2. Same five sub-questions, but this time about a matrix A and its transpose A^T : must they

(a) have the same rows?     -- No (not unless A is self-adjoint).

(b) have the same row space?     -- Again, no, not necessarily.

(c) have the same columns?     -- Yet again, no, not necessarily.

(d) have the same column space?     -- Once again, no.

(e) have the same null space?     -- And for the last time, no.

3. Suppose now that the given matrix A is (square and) invertible: must A , its fully reduced row-echelon form frref(A) , and its transpose A^T , all

(a) have the same rows?     -- No, not necessarily.

(b) have the same row space?     -- Yes -- because that will be all of R_n for all of them.

(c) have the same columns?     -- No, not necessarily.

(d) have the same column space?     -- Yes -- because that will be all of Rⁿ for all of them.

(e) have the same null space?     -- Yes -- because that will be {0} for all of them.

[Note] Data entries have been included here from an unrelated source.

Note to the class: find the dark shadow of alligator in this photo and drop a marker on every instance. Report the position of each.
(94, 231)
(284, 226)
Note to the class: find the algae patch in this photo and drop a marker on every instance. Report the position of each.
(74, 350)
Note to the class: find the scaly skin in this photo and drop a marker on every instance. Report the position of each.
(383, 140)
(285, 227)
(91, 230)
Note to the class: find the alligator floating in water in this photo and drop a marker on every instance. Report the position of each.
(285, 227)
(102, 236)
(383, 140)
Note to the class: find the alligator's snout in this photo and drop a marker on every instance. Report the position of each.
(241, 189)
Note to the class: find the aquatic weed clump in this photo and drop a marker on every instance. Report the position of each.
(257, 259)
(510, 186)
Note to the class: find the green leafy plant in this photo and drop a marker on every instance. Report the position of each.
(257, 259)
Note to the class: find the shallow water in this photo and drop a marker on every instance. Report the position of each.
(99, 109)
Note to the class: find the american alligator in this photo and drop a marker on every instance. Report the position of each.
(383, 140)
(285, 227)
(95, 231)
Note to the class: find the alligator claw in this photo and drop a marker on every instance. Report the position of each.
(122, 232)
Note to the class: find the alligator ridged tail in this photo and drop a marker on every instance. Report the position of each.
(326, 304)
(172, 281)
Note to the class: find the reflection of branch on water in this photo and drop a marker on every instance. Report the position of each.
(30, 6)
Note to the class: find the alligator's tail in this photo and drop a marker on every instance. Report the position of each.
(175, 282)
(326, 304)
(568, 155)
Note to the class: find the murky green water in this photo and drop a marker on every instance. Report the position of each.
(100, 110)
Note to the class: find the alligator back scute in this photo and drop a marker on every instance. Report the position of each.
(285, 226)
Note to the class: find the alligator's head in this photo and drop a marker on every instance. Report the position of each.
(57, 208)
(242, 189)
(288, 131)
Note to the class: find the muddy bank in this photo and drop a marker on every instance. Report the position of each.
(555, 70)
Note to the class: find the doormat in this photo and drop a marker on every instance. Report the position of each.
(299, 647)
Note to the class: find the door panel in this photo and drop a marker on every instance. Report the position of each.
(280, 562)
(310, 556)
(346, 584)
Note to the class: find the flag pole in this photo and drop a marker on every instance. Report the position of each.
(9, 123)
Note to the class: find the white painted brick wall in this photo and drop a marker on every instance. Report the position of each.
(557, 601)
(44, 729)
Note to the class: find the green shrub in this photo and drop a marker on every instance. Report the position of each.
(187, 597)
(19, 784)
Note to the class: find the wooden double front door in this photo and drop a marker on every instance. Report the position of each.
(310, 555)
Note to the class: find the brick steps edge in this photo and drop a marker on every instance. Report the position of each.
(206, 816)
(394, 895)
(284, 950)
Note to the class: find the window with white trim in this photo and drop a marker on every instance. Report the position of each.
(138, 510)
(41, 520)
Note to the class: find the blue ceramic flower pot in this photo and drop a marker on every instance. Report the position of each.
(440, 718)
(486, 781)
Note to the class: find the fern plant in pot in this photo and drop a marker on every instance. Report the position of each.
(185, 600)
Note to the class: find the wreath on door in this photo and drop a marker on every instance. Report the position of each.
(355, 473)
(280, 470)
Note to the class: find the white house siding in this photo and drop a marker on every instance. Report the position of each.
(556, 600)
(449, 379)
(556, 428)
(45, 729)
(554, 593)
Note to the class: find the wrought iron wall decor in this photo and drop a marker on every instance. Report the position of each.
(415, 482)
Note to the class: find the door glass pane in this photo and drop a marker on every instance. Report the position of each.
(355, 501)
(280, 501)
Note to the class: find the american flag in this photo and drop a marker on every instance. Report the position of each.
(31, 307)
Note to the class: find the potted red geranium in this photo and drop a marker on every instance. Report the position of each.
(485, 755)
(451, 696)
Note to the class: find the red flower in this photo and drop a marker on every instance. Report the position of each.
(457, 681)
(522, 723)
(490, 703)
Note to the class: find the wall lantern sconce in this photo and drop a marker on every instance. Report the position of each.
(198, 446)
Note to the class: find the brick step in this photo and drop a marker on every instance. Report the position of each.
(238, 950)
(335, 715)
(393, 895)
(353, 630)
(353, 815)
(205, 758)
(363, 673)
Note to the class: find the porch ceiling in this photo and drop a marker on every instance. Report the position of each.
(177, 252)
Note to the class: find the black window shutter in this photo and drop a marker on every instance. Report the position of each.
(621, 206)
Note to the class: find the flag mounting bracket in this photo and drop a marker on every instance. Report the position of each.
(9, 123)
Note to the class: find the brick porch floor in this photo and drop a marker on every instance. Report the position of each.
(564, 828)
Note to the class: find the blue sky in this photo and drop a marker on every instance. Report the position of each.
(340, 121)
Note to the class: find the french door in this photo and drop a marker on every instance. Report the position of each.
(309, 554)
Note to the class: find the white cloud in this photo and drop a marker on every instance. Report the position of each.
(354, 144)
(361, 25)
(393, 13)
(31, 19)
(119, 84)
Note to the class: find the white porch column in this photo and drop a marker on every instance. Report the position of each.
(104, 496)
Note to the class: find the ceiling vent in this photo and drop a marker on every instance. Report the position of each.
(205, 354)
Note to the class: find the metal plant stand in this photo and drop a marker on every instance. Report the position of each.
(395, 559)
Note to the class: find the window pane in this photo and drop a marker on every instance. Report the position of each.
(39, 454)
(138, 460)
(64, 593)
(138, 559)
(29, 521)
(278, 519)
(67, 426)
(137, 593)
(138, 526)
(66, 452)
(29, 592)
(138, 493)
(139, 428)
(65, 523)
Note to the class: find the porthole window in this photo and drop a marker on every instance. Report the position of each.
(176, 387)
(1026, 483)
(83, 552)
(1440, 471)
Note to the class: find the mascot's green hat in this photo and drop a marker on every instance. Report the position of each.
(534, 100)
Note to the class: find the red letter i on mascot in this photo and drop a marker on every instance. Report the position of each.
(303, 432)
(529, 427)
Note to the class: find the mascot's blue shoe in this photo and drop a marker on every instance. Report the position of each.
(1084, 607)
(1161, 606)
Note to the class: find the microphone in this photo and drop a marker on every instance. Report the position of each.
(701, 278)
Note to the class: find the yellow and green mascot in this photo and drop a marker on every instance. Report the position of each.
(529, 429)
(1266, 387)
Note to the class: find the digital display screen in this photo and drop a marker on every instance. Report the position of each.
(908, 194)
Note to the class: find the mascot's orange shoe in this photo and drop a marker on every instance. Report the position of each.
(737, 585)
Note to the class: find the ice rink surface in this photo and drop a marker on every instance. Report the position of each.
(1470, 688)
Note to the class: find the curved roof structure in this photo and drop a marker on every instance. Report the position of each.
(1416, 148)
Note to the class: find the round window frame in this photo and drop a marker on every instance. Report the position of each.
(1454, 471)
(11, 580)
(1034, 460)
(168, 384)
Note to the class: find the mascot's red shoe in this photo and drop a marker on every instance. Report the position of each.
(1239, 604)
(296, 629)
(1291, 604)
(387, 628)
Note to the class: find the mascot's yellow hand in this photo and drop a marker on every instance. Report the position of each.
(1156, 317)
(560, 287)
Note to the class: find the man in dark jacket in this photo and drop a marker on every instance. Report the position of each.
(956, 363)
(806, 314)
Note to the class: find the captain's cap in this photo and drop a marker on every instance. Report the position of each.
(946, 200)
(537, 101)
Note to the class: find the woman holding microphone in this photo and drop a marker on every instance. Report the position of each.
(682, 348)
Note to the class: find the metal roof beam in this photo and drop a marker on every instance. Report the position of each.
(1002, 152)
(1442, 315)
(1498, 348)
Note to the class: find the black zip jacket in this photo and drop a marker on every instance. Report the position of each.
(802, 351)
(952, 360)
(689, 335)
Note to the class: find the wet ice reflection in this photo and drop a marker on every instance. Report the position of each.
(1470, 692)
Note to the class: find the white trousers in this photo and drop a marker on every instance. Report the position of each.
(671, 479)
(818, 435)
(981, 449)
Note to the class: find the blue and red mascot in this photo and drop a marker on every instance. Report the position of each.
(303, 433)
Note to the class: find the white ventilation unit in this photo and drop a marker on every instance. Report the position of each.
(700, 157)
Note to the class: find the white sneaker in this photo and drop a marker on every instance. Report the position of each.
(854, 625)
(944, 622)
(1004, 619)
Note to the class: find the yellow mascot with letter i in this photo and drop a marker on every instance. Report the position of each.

4. Given a real number x and a little 2-by-2 matrix A

		p		q
	A     =
		r		s

(a) Write out the matrix A − xI_2×2 ;     -- that's

		p − x		q
	A − xI2×2     =
		r		s − x

(b) work out the determinant of that matrix A − xI_2×2 ;     -- that's (p − x)(s − x) − qr , which (answering part (c)) becomes x² − (p + s)x + ps − qr .

(c) simplify that determinant to an expression of the form c₂x² + c₁x + c₀ , for suitable coefficients c₀ , c₁ , and c₂ ;

(d) tell which of those coefficients, if any, is somehow related to det(A) ;     -- it's clearly the constant term c₀ = ps − qr that turns out to be det(A) .

(e) tell which of those coefficients, if any, is somehow related to trace(A) (the trace of A , remember, is the sum of the entries on the principal diagonal of A) ;
    -- it's clearly the coefficient c₁ = −(p + s) of x that's related to (is the negative of) trace(A) .

(f) tell what, if anything, can be said about the remaining coefficient(s).     -- the only remaining coefficient (of x² ) is 1 .

5. Suppose given two 3-by-3 matrices A , with entries a_{i j} , and B , with entries b_{i j} .

(a) Work out the three principal diagonal entries of the product AB ;     -- these are
a_{1 1}b_{1 1} + a_{1 2}b_{2 1} + a_{1 3}b_{3 1} ,
a_{2 1}b_{1 2} + a_{2 2}b_{2 2} + a_{2 3}b_{3 2} , and
a_{3 1}b_{1 3} + a_{3 2}b_{2 3} + a_{3 3}b_{3 3} .

(b) work out the three principal diagonal entries of the product BA .     -- these are
b_{1 1}a_{1 1} + b_{1 2}a_{2 1} + b_{1 3}a_{3 1} ,
b_{2 1}a_{1 2} + b_{2 2}a_{2 2} + b_{2 3}a_{3 2} , and
b_{3 1}a_{1 3} + b_{3 2}a_{2 3} + b_{3 3}a_{3 3} .

(c) Using parts (a) and (b), evaluate and compare trace(AB) , trace(BA) , and trace(AB − BA) .
    -- The first trace is the sum of all the pieces of answer (a); the second trace is the sum of all the pieces of answer (b); as the various summands a_{i j}b_{j i} of the one trace match up perfectly with the corresponding summands b_{j i}a_{i j} of the other (check this!), those two traces (of AB and of BA) are equal; finally, the trace of the difference between AB and BA is the difference trace(AB) − trace(BA) between the traces, which is, of course, zero.

(d) Can there be 3-by-3 matrices A , B , for which AB − BA = I_3×3 ? Why so? or why not? (Hint: what is trace(I_3×3) ?)
    -- No way -- AB − BA always has trace = zero, but trace(I_3×3) = 1 + 1 + 1 = 3 .